Pendant que les deux champions luttent ainsi, Hiuen-Té crie à ses soldats d’avancer, et bientôt Yu-Kin mis en déroute est harcelé par son terrible adversaire, par Tchang-Fey, qui arrive en le poursuivant jusqu’au pied des murailles. Du haut des remparts, les assiégés ont vu la bannière rouge sur laquelle se détachent en caractères blancs ces mots : Hiuen-Té de Ping-Youen. Aussitôt Tao-Kien envoya un de ses officiers ouvrir la porte au héros et à l’armée libératrice. Il accueillit Hiuen-Té dans son palais, lui témoigna les plus grands égards, et, pendant le banquet qui suivit l’entrevue, il fut frappé de l’air distingué de son hôte, de sa voix retentissante comme une cloche. Dans sa joie, Tao-Kien chargea son conseiller My-Tcho d’aller lui offrir le gouvernement de sa province.

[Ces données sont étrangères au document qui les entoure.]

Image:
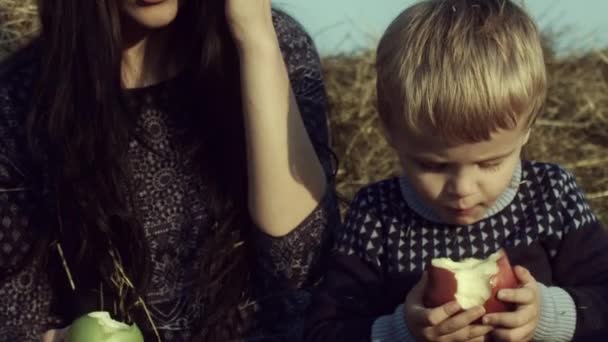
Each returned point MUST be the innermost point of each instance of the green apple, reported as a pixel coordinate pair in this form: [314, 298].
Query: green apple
[100, 327]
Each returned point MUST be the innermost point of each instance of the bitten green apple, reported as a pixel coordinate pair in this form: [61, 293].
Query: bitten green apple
[100, 327]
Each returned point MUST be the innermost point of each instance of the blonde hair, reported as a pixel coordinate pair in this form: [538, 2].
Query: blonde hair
[460, 68]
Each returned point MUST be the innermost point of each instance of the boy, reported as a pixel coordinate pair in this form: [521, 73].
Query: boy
[460, 82]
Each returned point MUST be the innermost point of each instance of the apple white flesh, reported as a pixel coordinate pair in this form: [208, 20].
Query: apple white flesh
[100, 327]
[471, 282]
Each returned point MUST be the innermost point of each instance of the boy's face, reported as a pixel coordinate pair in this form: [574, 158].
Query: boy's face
[460, 182]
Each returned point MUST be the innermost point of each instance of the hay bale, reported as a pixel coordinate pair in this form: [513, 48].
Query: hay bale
[18, 24]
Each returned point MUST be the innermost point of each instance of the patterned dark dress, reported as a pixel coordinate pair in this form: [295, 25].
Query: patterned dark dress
[169, 202]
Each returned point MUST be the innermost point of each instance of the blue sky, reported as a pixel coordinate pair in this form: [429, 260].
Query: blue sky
[345, 25]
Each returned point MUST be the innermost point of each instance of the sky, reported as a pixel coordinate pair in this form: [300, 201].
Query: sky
[343, 26]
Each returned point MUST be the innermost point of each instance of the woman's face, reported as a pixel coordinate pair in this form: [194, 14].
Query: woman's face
[151, 14]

« Seigneur, à quoi pensez-vous ? répondit Hiuen-Té. — Aujourd’hui, répondit le vieux Tao-Kien, l’Empire est en proie à l’anarchie, l’empereur n’est qu’un faible enfant, le pouvoir reste aux mains de ministres pervers. Vous, seigneur, vous descendez des Han, votre devoir est de soutenir la dynastie chancelante. Quant à moi, vieillard âgé de plus de soixante ans, sans vertus, sans capacité, je ne puis résister aux périls qui me menacent jour et nuit. Votre nom, seigneur, est grand dans tout l’Empire, on vous regarde comme le modèle des héros de votre temps ; gouvernez le Su-Tchéou, je vous le cède. J’en donnerai avis à l’empereur ; non, vous ne me refuserez pas. — Bien que descendant des Han, répondit Hiuen-Té en se prosternant avec modestie, je n’ai ni mérite ni talents supérieurs.

  1. Vol I, livre III, chap. II, p. 23 du texte chinois.